Let’s review the types of DI we’ve got here:

  • The path and http objects are obtained using the require function - this is textbook Service Location. Ohhhhh yes it is.

  • The path and http objects are statically referenced within the NodeApp constructor.

  • __dirname is set by the Node environment and is local to each module. This is also statically referenced and as far as I can tell is essentially injected by Node outside of your control.
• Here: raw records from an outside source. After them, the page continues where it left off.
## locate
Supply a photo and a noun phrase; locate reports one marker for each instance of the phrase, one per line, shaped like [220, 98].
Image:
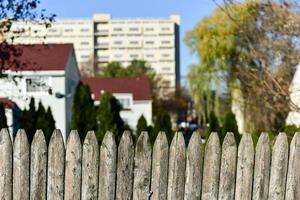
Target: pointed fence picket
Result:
[279, 167]
[262, 168]
[38, 167]
[90, 167]
[56, 167]
[92, 171]
[142, 168]
[176, 177]
[244, 171]
[73, 167]
[211, 168]
[228, 168]
[125, 168]
[193, 172]
[108, 167]
[21, 166]
[160, 160]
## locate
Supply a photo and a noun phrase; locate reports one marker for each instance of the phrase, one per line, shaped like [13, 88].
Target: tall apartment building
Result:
[105, 39]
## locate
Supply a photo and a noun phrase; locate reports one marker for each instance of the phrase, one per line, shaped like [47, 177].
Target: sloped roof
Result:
[138, 86]
[37, 57]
This is an abbreviation of some code from the Node entry-point class for my game, but I hope sometime soon it won’t look like this. It… isn’t pretty. It’s not Dependency Injection. I’ve found some discussion about Node’s DI approach, and there were some interesting comments:

Node DI comments.yml

…the first comment is advocating what is essentially constructor injection as an alternative to the parameter injection originally set out in the blog - that’s warm and fuzzy, I agree with and like that. The second comment advocates Bastard Injection “so that it only requires set up in dev/test”, but I’ve only ever seen problems result from having setup differ between environments, so I’m not sure of the benefit. The third comment advocates different practices between Java and JavaScript, but I’d say these principles - inversion of control and discoverable dependencies - are language-agnostic, so I don’t follow the logic. The fourth comment (originally made on a blog about DI in Angular) questions what’s wrong with just using require like Node does as standard - the answer is service location and hidden dependencies.

It seems odd to me that this is Node’s standard way of dealing with dependencies - especially in light of the way it’s done in Angular - but there’s what looks like a good Node DI package available so I’m going to give that a go. Fingers crossed I’ll be able to make my server-side JavaScript as composable as the client-side stuff. If not… I’ll just cry or something, I dunno.